Boris Johnson and Jeremy Hunt both appeared at the Five Lakes Golf Resort in Maldon for what was the penultimate hustings event for the Conservative leadership - which will be decided on July 21.

Arriving at separate entrances, both candidates were welcomed by sizeable groups of supporters and Tory members wielding placards, as cameras crews and photographers swarmed.

Speaking ahead of the event, Boris supporter Seena Shah said she believes he has "got the character and the charisma, but the policies as well," to become PM.

Hunt backer Scott, however, thinks "Jeremy’s plan is the one that will bring the country, and crucially parliament, together."

With the obligatory hand-shaking and pleasantries over with, the evening kicked off with Jeremy Hunt, who appeared calm and concise throughout, while Boris, the headline act I guess you could say, was unsurprisingly comical, and at times, quick-firing in his delivery of how he would run the country.

Brexit was of course a major topic of discussion, with Boris stating "if we have a No-Deal Brexit we will be ready for it," while Jeremy - who believes his entrepreneurial experience will stand him in good stead when tackling tough negotiations - pleaded with party members to not "take No-Deal off the table."

Elsewhere, cuts to policing was also brought up, to which Boris pledged to put 20,000 more officers on the streets, much to the delight of Essex's police, fire and crime commissioner, Roger Hirst, who was in attendance.

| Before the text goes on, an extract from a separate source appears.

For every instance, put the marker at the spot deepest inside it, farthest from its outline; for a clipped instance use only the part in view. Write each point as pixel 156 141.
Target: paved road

And Jeremy also addressed the issue as somewhat of a priority, highlighting the diminished numbers as his "second biggest concern."

With the recent redundancies that have hit teachers and schools across Essex, it was no shock when both Boris and Jeremy spoke about the need for better educational infrastructure, with Boris even saying "we need to pay teachers more and employ more teachers."

The ever room-splitting talking point of housing was also raised, but Jeremy defiantly claimed "we need to build more houses."

During a non-political segment, in which host Iain Dale attempted to tap into the hardened politicians' more personal sides and life beyond parliament, Jeremy performed best, but Boris arguably received the biggest cheer of the night when he appealed to the room's traffic-hating commuters shouting "isn't it time we did something about the A12 my friends?"

Speaking about how the pair faired during the Q&A hustings, MP for Colchester Will Quince said: "I thought they both performed really.

"They were both great on detail and they both made commitments in relation to the east of England and some of the big issues we have around housing and transport infrastructure, which was positive.

"I thought they both did really well."